Um die Probleme jedoch tatsächlich auch an der Wurzel zu bekämpfen, setzen wir uns für eine Unterstützung beim Aufbau demokratischer Strukturen in den Herkunftsländern ein. Auch verbesserte Hilfen beim Aufbau eigener Wirtschafts- und Handelsstrukturen sollen dazu beitragen, Arbeitsplätze vor Ort zu schaffen und die Not zu lindern. Demokratische Aufbrüche gilt es nicht nur zu loben, sie müssen auch tatkräftig unterstützt werden.
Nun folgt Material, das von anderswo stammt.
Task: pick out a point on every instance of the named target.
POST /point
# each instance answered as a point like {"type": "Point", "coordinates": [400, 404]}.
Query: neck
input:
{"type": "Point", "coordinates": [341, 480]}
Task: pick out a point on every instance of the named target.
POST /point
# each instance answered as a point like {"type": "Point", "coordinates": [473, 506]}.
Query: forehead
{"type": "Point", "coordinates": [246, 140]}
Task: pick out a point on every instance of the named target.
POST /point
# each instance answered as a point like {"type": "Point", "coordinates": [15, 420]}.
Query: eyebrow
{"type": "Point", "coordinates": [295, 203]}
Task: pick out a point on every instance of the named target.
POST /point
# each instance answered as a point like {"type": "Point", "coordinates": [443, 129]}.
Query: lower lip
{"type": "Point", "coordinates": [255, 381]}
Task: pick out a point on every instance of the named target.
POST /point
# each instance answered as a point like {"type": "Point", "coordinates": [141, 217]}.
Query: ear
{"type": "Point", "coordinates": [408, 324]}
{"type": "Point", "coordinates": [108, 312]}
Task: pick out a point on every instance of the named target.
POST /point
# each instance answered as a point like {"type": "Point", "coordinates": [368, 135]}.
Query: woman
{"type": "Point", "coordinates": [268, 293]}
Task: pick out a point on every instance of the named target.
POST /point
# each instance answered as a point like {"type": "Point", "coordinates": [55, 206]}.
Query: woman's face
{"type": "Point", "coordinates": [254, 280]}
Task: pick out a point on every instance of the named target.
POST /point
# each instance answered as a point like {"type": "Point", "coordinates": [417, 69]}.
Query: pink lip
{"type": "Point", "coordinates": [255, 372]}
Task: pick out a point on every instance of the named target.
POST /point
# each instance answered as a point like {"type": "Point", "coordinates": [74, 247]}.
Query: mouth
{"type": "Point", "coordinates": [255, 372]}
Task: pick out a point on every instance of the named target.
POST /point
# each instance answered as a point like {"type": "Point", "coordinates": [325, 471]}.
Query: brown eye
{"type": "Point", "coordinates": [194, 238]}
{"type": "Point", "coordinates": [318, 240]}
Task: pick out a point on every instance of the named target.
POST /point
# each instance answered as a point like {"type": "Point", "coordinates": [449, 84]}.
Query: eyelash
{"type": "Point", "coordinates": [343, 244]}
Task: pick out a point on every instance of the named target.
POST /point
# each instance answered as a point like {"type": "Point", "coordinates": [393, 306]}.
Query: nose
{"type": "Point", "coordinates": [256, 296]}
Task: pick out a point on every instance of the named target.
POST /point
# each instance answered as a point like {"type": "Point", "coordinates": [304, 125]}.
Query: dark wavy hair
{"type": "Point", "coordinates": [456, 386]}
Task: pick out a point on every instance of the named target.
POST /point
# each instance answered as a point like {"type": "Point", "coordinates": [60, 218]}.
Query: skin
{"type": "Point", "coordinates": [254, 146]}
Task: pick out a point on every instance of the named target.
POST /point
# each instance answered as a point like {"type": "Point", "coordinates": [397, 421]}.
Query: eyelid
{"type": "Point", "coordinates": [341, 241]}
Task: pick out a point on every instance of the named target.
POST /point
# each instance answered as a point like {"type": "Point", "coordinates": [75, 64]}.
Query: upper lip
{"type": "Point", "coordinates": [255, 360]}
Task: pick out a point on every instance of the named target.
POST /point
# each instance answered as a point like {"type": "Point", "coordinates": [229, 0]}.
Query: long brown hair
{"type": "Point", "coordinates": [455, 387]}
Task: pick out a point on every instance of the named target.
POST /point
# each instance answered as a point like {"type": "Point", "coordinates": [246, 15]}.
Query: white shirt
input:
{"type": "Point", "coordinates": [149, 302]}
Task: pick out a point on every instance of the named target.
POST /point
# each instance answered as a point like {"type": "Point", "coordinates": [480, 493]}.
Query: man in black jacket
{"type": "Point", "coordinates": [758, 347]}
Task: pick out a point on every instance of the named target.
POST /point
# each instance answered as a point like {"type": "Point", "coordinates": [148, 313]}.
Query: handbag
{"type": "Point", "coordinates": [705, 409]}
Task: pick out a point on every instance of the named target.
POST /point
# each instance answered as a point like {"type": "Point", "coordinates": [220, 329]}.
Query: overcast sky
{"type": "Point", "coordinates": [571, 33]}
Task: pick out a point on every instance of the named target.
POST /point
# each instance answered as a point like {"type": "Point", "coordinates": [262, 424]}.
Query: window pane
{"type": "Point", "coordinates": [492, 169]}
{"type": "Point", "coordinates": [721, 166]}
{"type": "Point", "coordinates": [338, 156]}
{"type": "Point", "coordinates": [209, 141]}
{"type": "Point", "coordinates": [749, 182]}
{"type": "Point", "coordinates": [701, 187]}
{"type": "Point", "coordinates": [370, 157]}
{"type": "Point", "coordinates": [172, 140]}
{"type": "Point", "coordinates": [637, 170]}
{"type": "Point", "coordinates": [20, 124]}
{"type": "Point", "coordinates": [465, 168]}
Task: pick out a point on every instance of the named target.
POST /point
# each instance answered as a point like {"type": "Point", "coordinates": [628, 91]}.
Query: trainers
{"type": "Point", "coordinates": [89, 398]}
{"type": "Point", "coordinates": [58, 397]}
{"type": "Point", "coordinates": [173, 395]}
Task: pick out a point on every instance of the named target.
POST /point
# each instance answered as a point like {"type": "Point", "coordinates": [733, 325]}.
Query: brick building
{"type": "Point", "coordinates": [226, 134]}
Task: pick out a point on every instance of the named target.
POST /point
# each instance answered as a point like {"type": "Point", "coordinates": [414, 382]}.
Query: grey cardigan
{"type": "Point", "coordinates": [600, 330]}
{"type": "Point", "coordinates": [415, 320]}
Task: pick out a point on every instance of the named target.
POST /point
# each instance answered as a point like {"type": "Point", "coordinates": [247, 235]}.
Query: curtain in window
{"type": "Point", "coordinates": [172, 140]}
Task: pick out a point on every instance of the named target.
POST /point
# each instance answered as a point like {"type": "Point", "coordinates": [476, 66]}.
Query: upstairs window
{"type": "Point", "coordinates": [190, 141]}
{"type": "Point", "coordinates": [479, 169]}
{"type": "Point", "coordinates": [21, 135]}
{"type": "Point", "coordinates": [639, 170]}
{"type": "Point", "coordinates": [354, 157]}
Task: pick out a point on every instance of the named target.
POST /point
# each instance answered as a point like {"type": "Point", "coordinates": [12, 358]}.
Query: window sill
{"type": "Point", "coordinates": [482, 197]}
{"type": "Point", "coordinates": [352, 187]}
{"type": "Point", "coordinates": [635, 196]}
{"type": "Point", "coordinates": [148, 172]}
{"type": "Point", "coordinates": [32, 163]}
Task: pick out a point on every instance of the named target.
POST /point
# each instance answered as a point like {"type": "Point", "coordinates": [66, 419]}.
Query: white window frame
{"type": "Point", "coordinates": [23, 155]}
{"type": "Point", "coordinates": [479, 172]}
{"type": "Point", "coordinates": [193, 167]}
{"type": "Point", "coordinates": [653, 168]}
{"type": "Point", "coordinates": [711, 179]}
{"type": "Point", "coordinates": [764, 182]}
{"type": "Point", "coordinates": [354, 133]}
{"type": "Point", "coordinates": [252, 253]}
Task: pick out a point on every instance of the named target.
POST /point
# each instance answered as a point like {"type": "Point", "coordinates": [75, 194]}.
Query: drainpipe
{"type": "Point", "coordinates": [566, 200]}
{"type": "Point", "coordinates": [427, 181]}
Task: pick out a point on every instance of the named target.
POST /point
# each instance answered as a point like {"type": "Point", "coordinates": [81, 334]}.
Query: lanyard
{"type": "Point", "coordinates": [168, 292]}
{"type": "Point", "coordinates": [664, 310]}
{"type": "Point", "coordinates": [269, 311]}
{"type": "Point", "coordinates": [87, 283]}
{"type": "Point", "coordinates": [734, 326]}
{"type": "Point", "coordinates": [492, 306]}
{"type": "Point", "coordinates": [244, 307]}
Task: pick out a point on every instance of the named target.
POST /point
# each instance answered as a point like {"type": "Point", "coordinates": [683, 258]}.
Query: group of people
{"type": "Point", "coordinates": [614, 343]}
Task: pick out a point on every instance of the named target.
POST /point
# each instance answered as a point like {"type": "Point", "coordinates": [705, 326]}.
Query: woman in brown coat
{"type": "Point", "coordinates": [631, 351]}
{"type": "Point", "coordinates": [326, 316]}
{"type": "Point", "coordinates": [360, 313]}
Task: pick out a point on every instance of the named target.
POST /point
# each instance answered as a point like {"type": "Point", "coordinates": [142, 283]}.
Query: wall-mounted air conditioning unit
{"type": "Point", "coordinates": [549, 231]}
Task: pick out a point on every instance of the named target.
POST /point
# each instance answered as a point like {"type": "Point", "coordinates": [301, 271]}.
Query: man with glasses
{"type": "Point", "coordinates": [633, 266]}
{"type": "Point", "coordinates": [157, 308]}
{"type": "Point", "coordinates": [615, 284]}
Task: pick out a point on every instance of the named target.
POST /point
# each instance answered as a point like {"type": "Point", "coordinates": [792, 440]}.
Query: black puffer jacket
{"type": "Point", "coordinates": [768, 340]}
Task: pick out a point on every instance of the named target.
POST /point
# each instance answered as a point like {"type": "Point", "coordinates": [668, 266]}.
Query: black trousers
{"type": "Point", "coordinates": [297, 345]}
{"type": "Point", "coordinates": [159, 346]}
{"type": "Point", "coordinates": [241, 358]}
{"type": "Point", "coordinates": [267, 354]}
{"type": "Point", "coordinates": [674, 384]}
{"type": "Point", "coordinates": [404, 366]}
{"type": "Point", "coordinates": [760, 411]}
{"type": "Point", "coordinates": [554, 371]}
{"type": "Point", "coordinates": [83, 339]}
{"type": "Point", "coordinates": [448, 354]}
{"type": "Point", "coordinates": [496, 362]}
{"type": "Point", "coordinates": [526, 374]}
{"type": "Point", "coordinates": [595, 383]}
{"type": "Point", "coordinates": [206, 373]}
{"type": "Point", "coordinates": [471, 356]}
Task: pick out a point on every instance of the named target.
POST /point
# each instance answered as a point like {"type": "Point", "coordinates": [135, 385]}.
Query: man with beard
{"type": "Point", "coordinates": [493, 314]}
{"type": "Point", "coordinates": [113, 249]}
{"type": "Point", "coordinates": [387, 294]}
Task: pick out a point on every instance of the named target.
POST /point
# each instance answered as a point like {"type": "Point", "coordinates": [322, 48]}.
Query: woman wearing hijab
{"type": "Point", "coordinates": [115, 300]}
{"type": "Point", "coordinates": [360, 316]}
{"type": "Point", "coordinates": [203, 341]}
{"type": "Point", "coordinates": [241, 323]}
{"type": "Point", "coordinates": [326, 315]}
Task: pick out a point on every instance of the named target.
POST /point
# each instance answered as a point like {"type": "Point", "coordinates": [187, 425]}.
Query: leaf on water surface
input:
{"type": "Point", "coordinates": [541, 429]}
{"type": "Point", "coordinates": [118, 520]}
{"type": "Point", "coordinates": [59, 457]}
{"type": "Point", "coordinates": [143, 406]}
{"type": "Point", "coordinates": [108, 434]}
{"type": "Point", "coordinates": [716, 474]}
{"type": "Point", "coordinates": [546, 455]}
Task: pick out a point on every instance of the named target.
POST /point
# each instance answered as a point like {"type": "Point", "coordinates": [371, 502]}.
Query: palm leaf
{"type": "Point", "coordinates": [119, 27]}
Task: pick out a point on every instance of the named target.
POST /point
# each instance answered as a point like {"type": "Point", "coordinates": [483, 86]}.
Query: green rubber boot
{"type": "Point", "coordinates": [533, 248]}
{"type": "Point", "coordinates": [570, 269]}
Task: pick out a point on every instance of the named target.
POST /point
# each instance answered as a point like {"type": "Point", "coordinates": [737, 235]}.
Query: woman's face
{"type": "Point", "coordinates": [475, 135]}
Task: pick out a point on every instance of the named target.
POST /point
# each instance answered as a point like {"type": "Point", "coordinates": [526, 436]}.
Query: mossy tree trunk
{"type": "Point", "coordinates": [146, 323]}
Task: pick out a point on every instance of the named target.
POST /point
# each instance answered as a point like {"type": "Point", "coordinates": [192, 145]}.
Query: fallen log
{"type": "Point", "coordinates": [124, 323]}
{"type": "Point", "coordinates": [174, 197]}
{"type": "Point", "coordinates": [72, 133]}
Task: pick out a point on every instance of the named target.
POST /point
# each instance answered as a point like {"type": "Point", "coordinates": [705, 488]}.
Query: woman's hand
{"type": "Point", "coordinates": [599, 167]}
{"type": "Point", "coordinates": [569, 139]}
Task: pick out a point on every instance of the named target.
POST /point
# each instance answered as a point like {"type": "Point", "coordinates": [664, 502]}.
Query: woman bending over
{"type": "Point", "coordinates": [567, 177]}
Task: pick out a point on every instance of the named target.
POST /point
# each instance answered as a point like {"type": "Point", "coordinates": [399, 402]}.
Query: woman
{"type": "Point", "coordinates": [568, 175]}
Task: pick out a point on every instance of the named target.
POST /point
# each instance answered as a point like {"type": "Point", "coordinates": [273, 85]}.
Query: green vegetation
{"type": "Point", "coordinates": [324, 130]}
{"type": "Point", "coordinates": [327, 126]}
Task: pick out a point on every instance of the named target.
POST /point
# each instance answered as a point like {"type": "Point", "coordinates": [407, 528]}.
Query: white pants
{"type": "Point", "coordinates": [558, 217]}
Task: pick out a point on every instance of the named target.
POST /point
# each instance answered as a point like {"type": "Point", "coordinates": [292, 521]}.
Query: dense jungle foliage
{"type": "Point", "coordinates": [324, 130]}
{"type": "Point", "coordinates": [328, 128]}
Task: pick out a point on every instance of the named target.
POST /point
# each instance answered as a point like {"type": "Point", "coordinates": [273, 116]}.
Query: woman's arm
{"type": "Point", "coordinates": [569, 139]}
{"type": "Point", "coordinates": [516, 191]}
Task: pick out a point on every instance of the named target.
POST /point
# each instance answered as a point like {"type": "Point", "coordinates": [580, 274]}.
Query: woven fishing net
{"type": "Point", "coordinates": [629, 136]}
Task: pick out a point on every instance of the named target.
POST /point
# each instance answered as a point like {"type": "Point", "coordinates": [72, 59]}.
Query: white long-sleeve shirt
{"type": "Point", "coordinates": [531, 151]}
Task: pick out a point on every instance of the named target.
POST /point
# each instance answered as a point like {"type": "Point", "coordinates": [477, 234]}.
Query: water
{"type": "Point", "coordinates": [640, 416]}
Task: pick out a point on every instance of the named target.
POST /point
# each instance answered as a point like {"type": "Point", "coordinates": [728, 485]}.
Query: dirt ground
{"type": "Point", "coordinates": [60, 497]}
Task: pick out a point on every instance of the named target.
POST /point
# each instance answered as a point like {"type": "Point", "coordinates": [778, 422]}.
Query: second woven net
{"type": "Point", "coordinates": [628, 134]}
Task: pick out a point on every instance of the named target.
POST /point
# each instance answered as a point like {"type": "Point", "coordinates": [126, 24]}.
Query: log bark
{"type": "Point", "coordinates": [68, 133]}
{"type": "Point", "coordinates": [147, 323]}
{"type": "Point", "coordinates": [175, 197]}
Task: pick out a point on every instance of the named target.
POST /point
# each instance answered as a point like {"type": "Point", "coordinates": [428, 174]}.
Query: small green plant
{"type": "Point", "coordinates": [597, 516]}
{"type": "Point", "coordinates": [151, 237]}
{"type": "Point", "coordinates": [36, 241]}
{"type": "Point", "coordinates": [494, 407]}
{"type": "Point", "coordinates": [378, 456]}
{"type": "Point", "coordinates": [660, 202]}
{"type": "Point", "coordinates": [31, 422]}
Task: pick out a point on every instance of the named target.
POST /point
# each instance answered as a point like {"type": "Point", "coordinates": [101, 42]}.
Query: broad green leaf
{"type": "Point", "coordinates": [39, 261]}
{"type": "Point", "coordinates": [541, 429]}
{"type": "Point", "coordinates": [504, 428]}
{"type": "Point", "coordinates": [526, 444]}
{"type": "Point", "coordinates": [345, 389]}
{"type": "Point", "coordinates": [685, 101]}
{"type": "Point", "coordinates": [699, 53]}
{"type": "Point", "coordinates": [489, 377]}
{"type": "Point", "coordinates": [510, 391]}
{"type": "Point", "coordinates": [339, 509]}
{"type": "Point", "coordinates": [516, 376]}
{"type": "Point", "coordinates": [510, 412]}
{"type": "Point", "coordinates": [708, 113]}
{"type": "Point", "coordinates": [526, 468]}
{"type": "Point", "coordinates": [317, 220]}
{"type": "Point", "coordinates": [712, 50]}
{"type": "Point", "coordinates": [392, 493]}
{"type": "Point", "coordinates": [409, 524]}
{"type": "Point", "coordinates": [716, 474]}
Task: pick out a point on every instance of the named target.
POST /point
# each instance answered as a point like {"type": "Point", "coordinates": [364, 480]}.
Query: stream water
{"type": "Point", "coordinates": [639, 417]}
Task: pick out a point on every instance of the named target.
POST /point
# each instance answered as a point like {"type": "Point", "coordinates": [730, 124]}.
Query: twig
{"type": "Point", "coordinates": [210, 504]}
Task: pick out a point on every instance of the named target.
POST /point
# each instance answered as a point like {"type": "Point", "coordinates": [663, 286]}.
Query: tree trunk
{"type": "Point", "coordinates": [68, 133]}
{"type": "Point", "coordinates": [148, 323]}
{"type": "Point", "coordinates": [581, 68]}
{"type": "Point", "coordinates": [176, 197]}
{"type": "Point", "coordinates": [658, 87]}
Die Anstrengungen auf europäischer Ebene müssen sich allerdings in den Mitgliedstaaten widerspiegeln, da die gesellschaftliche Integration von Migranten und Asylbewerbern in erster Linie in der nationalen Verantwortung liegt. In Deutschland ist dies zum größten Teil Ländersache. Deshalb müssen wir uns auch insbesondere in Hessen dafür einsetzen, dass die Bereitschaft, Flüchtlinge aufzunehmen steigt und ihre Lebenssituation verbessert wird. Ein ganz konkretes Beispiel hierfür ist die langwierige Forderung der SPD-Landtagsfraktion die Residenzpflicht, die die Bewegungsfreiheit von Asylsuchenden auf den ihnen zugeordneten Landkreis einschränkt, abzuschaffen. Dieser Appell ist nun kürzlich bei der Regierung endlich auf offene Ohren gestoßen: in Hessen gehört die Residenzpflicht seit November 2012 der Vergangenheit an.
Ich hoffe, diese Informationen helfen Ihnen weiter.